Everyone's talking about Mitt's dropout, but this seems to sum it up pretty nicely. Seems to me Mitt never got past the "rich guy who used to be moderate in Massachusetts" factor, which put him at a disadvantage when he was thrust into the role of last conservative standing.
In a way it illustrates how weak the conservative field was all along. As York points out, Romney was never able to convey his core passion. Even Fred could convey that, although he failed everywhere else. Mitt couldn't get around his plastic appearance, due in part to the discipline York spoke of. The voters just weren't sure. And when it came to the southern voters, they defaulted to a home boy.
No offense to Mitt, he was probably unfairly saddled by having to say things to get elected in a blue state, but as they say, dems da breaks. What he did at CPAC will go a long way for his career. It was obvious that by staying in the race he would have continued to divide the electorate without a real chance of winning. Based on the polls it was doubtful he could have beaten either Barack or Hillary anyway.
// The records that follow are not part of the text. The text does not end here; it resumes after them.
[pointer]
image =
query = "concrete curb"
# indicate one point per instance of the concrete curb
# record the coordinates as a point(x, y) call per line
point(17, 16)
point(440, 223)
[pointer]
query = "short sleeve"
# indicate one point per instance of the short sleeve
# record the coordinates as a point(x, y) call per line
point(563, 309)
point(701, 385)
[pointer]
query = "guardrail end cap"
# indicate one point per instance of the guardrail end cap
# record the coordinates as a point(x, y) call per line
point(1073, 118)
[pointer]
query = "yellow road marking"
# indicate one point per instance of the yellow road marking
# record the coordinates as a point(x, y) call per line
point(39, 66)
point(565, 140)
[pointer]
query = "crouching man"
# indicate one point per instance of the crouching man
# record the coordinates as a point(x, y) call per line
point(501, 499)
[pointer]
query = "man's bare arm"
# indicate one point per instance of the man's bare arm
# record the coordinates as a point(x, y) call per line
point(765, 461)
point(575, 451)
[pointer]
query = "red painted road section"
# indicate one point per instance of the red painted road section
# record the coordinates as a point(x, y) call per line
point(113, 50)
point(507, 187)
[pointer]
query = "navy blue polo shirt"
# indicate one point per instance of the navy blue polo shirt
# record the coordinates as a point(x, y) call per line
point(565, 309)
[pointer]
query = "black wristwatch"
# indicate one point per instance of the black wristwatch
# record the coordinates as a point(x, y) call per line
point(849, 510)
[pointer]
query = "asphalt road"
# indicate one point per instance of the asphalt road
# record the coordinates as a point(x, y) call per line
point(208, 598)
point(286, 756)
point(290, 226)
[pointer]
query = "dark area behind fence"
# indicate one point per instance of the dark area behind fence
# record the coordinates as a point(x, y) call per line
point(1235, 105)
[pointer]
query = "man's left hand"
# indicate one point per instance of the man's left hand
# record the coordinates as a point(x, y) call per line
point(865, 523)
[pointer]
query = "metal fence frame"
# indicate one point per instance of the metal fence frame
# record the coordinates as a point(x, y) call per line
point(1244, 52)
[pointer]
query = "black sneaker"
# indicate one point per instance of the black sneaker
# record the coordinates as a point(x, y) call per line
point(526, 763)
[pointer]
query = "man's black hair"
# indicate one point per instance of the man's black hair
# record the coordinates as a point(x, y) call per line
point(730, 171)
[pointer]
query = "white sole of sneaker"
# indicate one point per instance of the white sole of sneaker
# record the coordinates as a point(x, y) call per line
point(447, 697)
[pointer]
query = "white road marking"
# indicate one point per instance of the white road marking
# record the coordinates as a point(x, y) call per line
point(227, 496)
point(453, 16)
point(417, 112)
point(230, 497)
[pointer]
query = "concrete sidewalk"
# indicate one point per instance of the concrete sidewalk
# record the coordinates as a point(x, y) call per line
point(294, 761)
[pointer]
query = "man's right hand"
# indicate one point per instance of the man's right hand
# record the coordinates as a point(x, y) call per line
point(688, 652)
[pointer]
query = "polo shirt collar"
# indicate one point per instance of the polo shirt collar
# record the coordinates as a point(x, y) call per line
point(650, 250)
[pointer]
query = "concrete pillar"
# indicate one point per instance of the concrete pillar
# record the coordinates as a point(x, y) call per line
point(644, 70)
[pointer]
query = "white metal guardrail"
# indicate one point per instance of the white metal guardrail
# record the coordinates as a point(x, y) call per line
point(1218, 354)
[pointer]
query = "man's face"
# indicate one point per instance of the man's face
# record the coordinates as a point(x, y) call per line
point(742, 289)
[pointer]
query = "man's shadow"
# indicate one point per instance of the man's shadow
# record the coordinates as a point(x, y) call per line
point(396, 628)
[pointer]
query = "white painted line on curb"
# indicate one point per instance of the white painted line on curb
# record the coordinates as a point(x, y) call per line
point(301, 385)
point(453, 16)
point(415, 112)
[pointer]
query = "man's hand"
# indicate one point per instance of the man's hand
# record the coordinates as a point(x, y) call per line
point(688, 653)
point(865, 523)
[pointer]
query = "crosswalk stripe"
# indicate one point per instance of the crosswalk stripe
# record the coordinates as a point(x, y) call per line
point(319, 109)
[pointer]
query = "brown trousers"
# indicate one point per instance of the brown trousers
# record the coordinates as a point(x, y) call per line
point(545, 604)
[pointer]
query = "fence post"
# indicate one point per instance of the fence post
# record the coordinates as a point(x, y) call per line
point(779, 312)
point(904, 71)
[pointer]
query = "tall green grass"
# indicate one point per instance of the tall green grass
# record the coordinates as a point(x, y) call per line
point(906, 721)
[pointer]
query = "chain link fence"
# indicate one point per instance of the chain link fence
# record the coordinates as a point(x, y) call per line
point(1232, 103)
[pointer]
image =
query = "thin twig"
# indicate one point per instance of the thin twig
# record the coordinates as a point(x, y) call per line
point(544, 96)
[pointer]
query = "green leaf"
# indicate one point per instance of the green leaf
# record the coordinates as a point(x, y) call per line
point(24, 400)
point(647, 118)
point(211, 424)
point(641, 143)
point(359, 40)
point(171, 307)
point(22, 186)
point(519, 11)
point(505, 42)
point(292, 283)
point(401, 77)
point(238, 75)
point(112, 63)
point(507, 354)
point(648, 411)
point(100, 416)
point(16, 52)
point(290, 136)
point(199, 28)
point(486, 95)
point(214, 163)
By getting out he threw it over to McCain, while giving Huck an unencumbered shot to prove himself still viable. Ironically, unlike the quivering media perception in December, the GOP has now settled its race while the Dems might wobble on to the convention. I seem to recall someone saying there was an advantage for one side in that... oh yeah.
As to Mac, he said what he had to say at CPAC. Time will tell if conservatives stay home in the fall or come out to vote against one of the two Dem candidates. We know the conventional wisdom as to the enthusiasm factor but there are many commercials yet to air mentioning socialism, retreat, defeat, and blowback (not of a Paulsian nature). Things can change.